Once on this page, he looked at a simple plaintext message board, not unlike the ones from the early days of the Internet. There were about fifteen messages stacked up, all of them from the Americans. They went back about six weeks, to when he’d stopped communicating with them, telling them that he would only work with his original handler from now on—or else.
The nature of each message was a query, each building in urgency as he read down the stack. They were asking him why he hadn’t checked in as scheduled. They were asking him where he was. They were asking him if he was safe. Their intensity grew until they were virtually pleading with him.
But on the final, fifteenth line of the in-box there was an altogether different message from only a day ago. The subject line simply read, Hi—This Is Reza. There were no other words in the body of the message itself, only an attached file, encrypted.
Zana’s hands recoiled, then hovered over the keyboard. He felt his pulse in his ears. Reza. Finally.
The centrifuge test was in full swing now: the red lights strobing, the bells ringing, the Smurfs hiding. Zana ignored the noise. He went back to the office door and pressed his cheek against the cold metal, listening for footsteps that might be headed his way. The Guards’ boots tended to make an audible click on the hall’s polished linoleum. If anyone was coming, he’d be able to hear it.
Besides, he wasn’t too worried about the Guards. When the bells were ringing, the Guards tended to stand back, as though an extra twenty feet of air would protect them from a radioactive disaster. He was more concerned about Nikita.
He was worried the Russian might have decided to come up and monitor the test here in the office. It would take him about five minutes to free himself from his yellow protective suit and make his way upstairs. Zana guessed that more than five minutes had elapsed since the test had begun. But with his ear pressed to the door, he heard nothing unusual.
He turned around, pressed his back hard against the door, pushing against it. While braced, he hurriedly tugged the lining of the right front pocket of his twill trousers, letting it flop on his thigh. He fingered the inseam of the exposed white cotton and found a small flap secured by Velcro.

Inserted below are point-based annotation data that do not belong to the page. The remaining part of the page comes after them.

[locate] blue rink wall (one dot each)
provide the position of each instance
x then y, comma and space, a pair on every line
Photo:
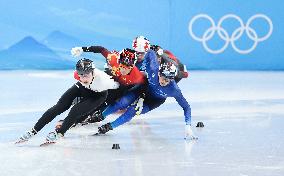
227, 34
204, 34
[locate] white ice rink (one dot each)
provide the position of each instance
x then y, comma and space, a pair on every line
243, 114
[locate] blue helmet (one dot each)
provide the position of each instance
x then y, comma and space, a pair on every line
168, 69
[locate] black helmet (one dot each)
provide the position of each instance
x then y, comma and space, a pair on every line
168, 69
84, 66
127, 57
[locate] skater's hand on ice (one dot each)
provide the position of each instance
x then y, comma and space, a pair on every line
189, 133
77, 51
139, 106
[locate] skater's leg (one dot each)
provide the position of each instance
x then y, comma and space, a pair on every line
84, 107
62, 105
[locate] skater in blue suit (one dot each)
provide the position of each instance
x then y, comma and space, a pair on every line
160, 85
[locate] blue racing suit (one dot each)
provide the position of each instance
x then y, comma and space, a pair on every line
154, 93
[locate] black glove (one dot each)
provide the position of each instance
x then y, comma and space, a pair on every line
95, 117
104, 128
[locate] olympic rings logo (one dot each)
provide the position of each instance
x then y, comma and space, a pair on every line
236, 34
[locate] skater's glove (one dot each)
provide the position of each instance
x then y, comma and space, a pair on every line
139, 105
189, 133
77, 51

He opened the cavity and retrieved a tiny black MMC memory card, the approximate size of a postage stamp.
He approached his PC and, with the delicate card between finger and thumb, loaded it into the appropriate slot. He kept one eye on the door as he navigated to the message from Reza and right-clicked it. He started to download the small encrypted file onto the MMC card.
Though small, the download was queued up because the PC was still digesting the technical manual. He was faced with the ubiquitous Windows hourglass. Come on, he thought, cursing the slow network. The test in the lab was over. The red light had stopped. Zana tapped his foot and leaned over the keyboard, willing it to hurry the hell up.
The tech manual was done downloading. The PC had just started on the encrypted file now. In the absence of the lab test below, his office fell quiet. Then he heard a pounding noise.
Someone was knocking on his door with an open palm. Javad.
The encrypted file finished downloading. Zana removed the card and shoved it in his pocket, hurrying to the door.
“Come on,” Javad said, bursting into the room, looking around, nostrils flaring. He’d been running. “Hurry. The commander wants to see us now. He got back from Tehran early.”